This gets the Wifi module ready, then we connect to our network with the next cell:

ssid = input("Type in the SSID:")
pwd = input("Type in the password:")
port.connect(ssid, pwd)

Then you can open up a terminal from the main Jupyter page and us the command 'ip a' to find your new ip address on you wlan. Disconnect from the Ultra96 access point, and now you can access the Jupyter notebook from the IP address, and it will have internet access.

Few steps, you'll need to SSH into the Ultra96; I like using Putty, but you can also use the Jupyter Terminal too!

Once this is done, it's good to upgrade Pip to the latest version:

$ pip3 install --upgrade pip

Compiling OpenCV for Ultra96

Setting up the main component.

We need to compile OpenCV. The version that comes with Pynq isn't the latest, with the needed DNN module for doing inferences in Tensorflow/CAFFE etc. We'll have to compile it for the Ultra96 to make sure its fully optimized.

We get it the source from Here, we'll download it first:

$ cd ~
$ wget -O opencv.zip https://github.com/opencv/opencv/archive/3.4.3.zip

Extract the zip and move to the base directory.

$ unzip opencv.zip
$ mv opencv-3.4.3 opencv
$ cd ~/opencv
$ mkdir build
$ cd build

You need lots of memory for compiling OpenCV! this won't work directly on an Ultra96!, so you'll need swap space on an external USB drive.
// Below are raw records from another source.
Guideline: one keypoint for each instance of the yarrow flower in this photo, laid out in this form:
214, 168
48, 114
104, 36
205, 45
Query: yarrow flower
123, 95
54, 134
I plugged in a 8 Gb USB stick, and you can set up swap space quite simply. Make sure your USB stick is connected. In a terminal type:

$ sudo blkid

This will list all the storage devices on the Ultra96. For example, if your USB drive is /dev/sdx, you would use (you must be root for this):

$ sudo mkswap /dev/sdx
$ sudo swapon /dev/sdx

This will let the Ultra96 use the USB drive as swap RAM, giving you enough space for the compiler to do its stuff.

Note that this would use the whole device and you will probably lose all the existing data on it!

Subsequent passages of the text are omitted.